Beach Pier |
One of the arguments I used to have with a few of my southland pals concerned halibut and the piers that were best for catching the prize flatties. We tended to agree that Crystal Pier was best in the San Diego area and Goleta Pier was the best in the Santa Barbara area. The argument arose over the Los Angeles area piers. Some preferred Redondo Beach, some claimed Hermosa was better, and a few gave votes to piers like Seal Beach and Malibu. I voted for Redondo Beach. At the time my vote was simply a hunch based on a few visits to the pier; I had no data to back up my claims. Then, in 1982, I spent some time interviewing one of the men who worked at the bait shop on the pier. One statistic that he mentioned stood out, a recorded halibut count of 1,266 fish the prior year at the pier. This was not the number caught, but the number of good sized fish brought to the bait shop. The actual number of halibut would have needed to be several thousand. That figure clinched my vote.
Of course, when live bait is available (and generally that means catching it yourself today), there is tremendous pressure on the species. Most summer days see anglers lining the rail at Redondo and most of them are fishing for halibut; it would be a rare fish that would not be hooked with all of those lines.
The "Redondo Beach Pier" is a huge complex containing numerous shops and restaurants, fresh fish markets, amusement games, ample underground parking, and lots of space for fishermen. The misnamed pier is actually two piers. The first is the recently rebuilt Redondo Beach Municipal Pier. It's shape, which resembles a large horseshoe, explains the name affectionately bestowed upon it by many locals -- the Horseshoe Pier. Connected to the municipal pier on the south end is the smaller 300-foot-long Monstad Pier, a pier which is basically reserved for fishing.
Night action will also often see a variety of sharks and rays. Large bat rays as well as some of the deeper water sharks, including thresher sharks and blue sharks, will be landed. Best bait seems to be squid or a whole small fish, such as mackerel. Remember to bring a treble hook gaff and strong rope to heft the prize up to the pier. I have been told, but can't verify it, that both hammerhead sharks and bonito sharks (mako) have been landed at the pier.

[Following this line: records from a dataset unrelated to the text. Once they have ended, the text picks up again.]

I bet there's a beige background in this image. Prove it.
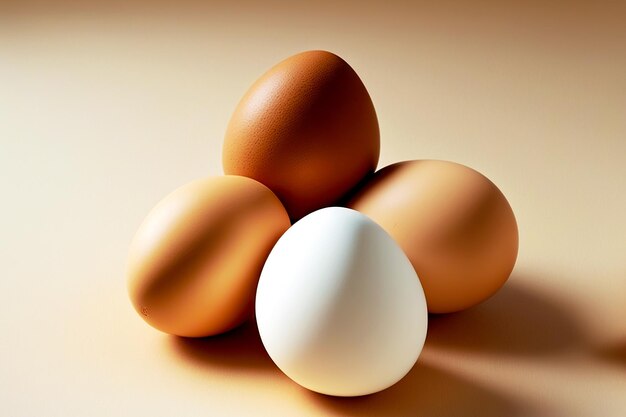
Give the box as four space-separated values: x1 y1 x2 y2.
1 1 625 416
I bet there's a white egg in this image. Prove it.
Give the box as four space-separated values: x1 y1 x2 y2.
255 207 428 397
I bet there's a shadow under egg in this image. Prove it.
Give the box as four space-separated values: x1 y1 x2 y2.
307 361 530 417
168 320 276 372
425 273 585 356
595 339 626 368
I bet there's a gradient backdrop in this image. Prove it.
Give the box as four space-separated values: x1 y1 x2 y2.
1 1 625 416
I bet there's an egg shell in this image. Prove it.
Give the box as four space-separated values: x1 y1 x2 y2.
127 176 290 337
223 50 380 221
347 160 519 313
256 207 427 397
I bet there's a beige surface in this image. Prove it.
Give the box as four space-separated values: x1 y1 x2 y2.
1 1 625 416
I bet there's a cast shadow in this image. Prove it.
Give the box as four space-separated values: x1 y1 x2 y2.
168 320 275 372
309 362 529 417
426 274 585 356
595 340 626 368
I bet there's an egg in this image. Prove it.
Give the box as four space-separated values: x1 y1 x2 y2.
256 207 427 397
127 176 290 337
347 160 519 313
223 50 380 221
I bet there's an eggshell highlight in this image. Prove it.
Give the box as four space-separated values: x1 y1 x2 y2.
256 207 427 396
127 176 291 337
223 50 380 220
348 160 519 313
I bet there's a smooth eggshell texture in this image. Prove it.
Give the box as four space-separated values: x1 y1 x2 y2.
256 207 427 396
347 160 519 313
127 176 290 337
223 50 380 220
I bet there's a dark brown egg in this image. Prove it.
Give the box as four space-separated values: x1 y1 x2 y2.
223 50 380 220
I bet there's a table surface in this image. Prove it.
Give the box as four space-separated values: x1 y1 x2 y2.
2 1 625 416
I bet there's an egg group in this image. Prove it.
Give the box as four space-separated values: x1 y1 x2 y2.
127 50 519 397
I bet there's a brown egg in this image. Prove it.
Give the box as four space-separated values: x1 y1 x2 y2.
347 160 518 313
223 50 380 220
127 176 290 337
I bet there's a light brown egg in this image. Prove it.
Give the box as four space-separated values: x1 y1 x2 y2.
223 50 380 221
347 160 518 313
127 176 290 337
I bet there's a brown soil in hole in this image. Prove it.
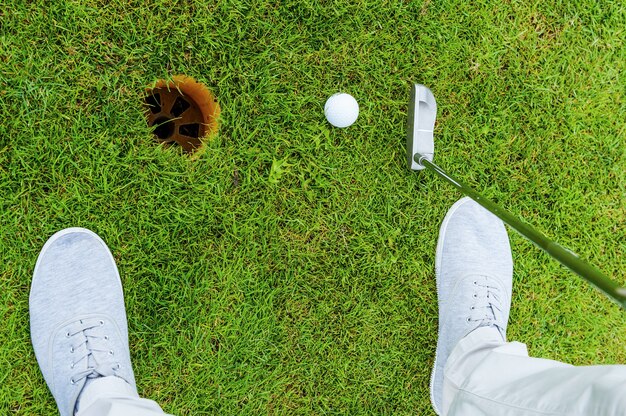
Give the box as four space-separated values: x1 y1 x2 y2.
145 75 220 153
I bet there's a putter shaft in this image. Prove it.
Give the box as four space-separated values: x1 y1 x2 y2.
415 154 626 310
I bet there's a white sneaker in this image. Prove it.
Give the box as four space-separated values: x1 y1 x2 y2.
430 197 513 415
30 228 137 416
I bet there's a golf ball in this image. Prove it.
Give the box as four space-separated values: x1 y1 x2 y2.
324 93 359 128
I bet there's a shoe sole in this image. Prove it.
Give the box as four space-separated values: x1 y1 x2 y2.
429 197 475 415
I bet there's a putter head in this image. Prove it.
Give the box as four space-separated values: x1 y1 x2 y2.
406 84 437 170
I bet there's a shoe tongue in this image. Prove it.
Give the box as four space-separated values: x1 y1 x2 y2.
495 325 506 341
471 276 506 336
87 348 97 376
485 303 506 340
82 324 117 378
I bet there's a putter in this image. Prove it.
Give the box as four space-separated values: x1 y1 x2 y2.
407 84 626 309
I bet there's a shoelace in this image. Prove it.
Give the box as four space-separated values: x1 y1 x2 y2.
66 318 120 385
468 278 506 332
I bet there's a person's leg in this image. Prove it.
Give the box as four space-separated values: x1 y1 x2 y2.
443 327 626 415
30 228 172 416
75 376 167 416
430 197 626 416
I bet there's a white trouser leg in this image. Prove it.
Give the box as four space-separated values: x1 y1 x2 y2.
443 327 626 416
75 376 172 416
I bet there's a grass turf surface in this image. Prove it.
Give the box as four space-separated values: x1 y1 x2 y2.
1 0 625 414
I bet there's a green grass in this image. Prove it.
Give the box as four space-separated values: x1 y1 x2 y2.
1 0 625 414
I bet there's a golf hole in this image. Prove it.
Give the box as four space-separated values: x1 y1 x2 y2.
145 75 220 153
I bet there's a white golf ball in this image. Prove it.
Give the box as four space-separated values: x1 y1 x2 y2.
324 93 359 128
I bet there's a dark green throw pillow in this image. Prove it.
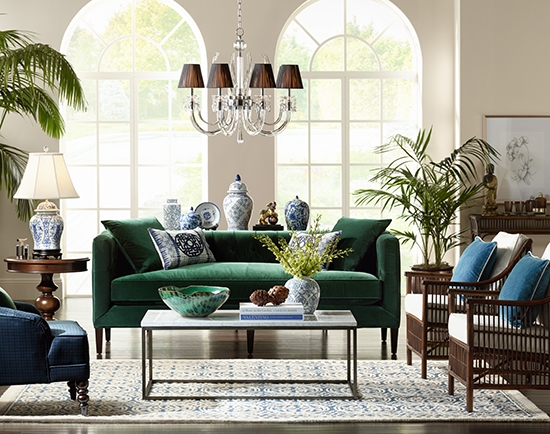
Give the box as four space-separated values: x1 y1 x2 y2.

An interesting technique that I first heard about at this pier concerns squid and bat rays. On a Message Board discussion concerning the best techniques for large bat rays, one communicant, YTail Stud, said he used squid and live bait. He said you first catch a small sardine or smelt and then place it in a bucket. Next, using a whole thawed squid, cut an opening in the squid and place the live bait inside the squid body. Hook the live bait through the squid body. The result is a squid that appears to be life-like as it move about because of the enclosed fish. He recommended using this with a heavy rigging near the breakline on an incoming tide.
Although surf species are not as common, I have caught several nice yellowfin croaker while fishing the early evening hours in the inner section of the horseshoe pier, and surprisingly these were caught on cut anchovy. Although most anglers seem to want to automatically fish the deepest water and cast out from the outer railings, don't be afraid to try the inner waters.